But such monitoring can continue — and in much greater detail — after you’re hired. And this monitoring is largely unregulated. Money reports:

If you’re using a company computer (or wifi connection), your employer can not only monitor your work email and projects, but they can log your key strokes, including on “private” sites like Facebook or your personal email account. This is also true of company-provided cell phones (employers can even track your whereabouts given your phone’s GPS).

Many workers receive a unique login to access work computers and networks. And employers generally keep a log of each unique user’s activity, GadgTecs.com editor Amna Rizvi tells Money.

Here’s an example of what a log might look like:

[time stamp] open Solitaire
[time stamp] close Solitaire
[time Stamp] Open Firefox
[…] open website ….

So, your employer might know which websites you visit and even how long you spend at each site.

Of course, just because an employer can pull up such details of your activity doesn’t mean it will, or that it will do so routinely.

Why employers snoop

Michael Edelberg, co-founder of the cybersecurity firm Viable Operations/Bespoke Digital Solutions, tells Money that employers might monitor workers for the sake of the company’s own security. In other words, employers might do it to be sure your online activity isn’t inadvertently giving hackers an opening to exploit.

“There could be some intellectual property issues and other confidential information that the company wants to control,” Edelberg says.

Companies might also monitor employees believed to be underperforming or using work hours inappropriately. In such cases, monitoring provides insight into an employee’s behavior, the nonprofit Privacy Rights Clearinghouse notes.

Yet another reason for monitoring employees is out of concern over “the increasing role that electronic evidence plays in lawsuits and government agency investigations,” the clearinghouse says.

What (little) you can do about employer monitoring

As much as it might feel like an invasion of privacy, most company monitoring of employees is legal — and “a majority” of companies do it, according to the clearinghouse. The nonprofit continues:

“Almost everything you do on your office computer can be monitored. Such monitoring is virtually unregulated. Therefore, unless company policy specifically states otherwise (and even this is not assured), your employer may listen, watch and read most of your workplace communications. Courts often have found that when employees are using an employer’s equipment, their expectation of privacy is limited.”

So, there’s little you can do to stop your employer from watching your every online move.

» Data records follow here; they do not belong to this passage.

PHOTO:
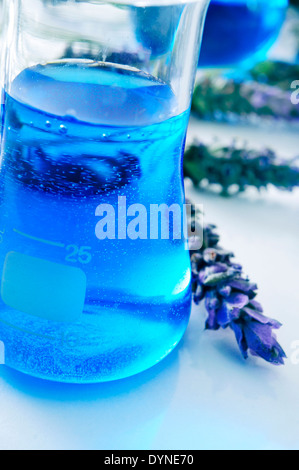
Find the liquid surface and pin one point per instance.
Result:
(240, 30)
(76, 308)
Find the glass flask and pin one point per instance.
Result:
(93, 130)
(240, 31)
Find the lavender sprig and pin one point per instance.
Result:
(232, 166)
(229, 299)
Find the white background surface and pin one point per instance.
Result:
(204, 395)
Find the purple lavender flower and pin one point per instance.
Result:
(230, 300)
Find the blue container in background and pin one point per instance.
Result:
(240, 31)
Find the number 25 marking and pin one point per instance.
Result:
(78, 254)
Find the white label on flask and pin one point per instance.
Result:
(42, 288)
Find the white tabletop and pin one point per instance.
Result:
(204, 395)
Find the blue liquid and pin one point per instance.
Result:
(75, 308)
(240, 30)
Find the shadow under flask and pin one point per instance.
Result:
(95, 282)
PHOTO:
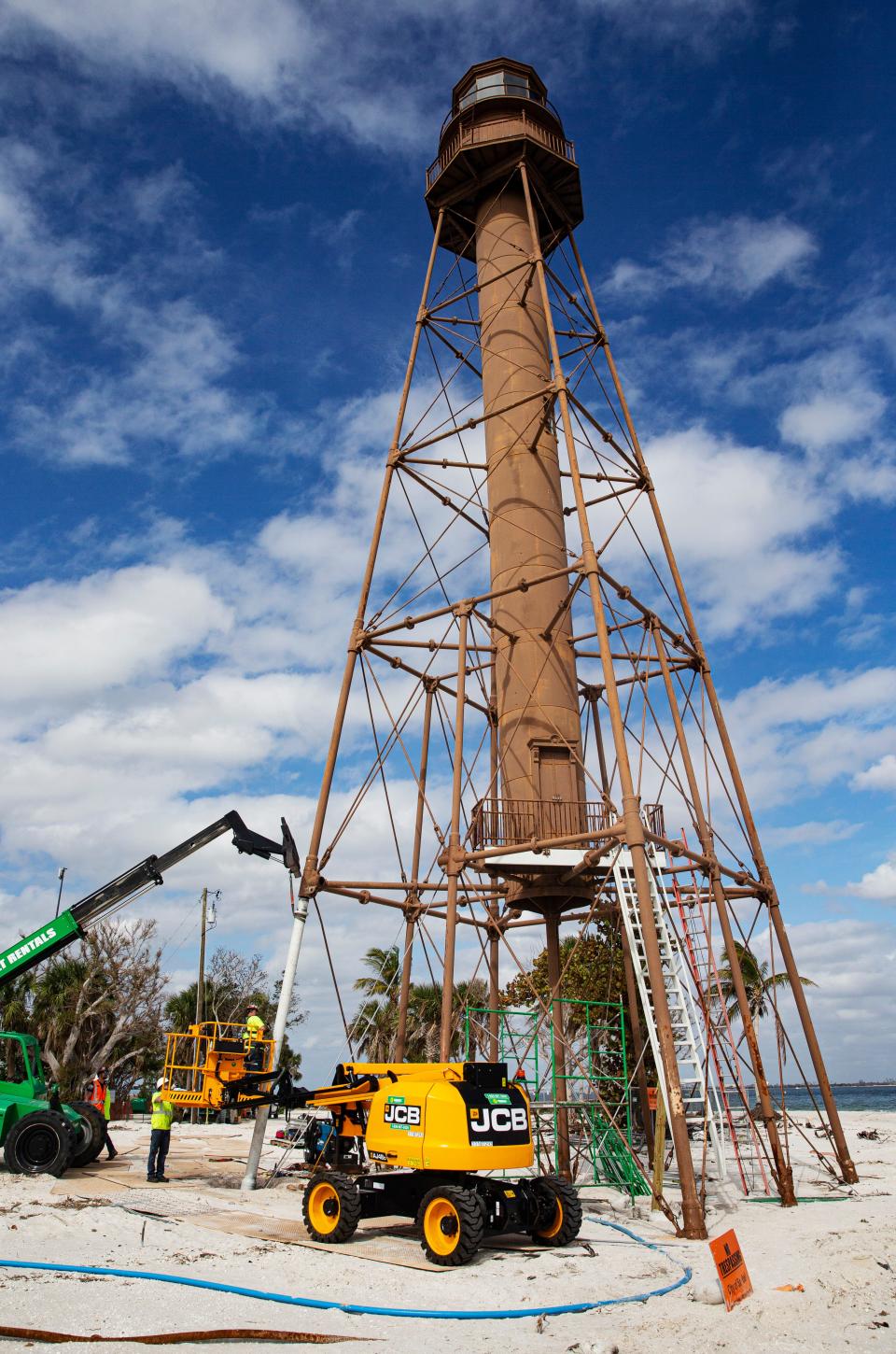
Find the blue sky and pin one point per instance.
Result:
(211, 247)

You can try to educate yourself about an employer’s applicable policies and practices, though. Edelberg told Money he suggests reading the manual you probably received after you were hired.

Beyond that, be mindful of what you do on company computers, phones and other devices and what you do on company networks. Perhaps the only way to be sure your employer doesn’t know about a particular online activity is to avoid doing it while on a company device or network. Better yet, don’t do it while on the clock.

For example, if you must send a personal email while at work, use your own smartphone. You would have to first disable Wi-Fi network access, though, to be sure you’re not transmitting personal info over the company network. Of course, that means you will be using up data, so consider your cell plan.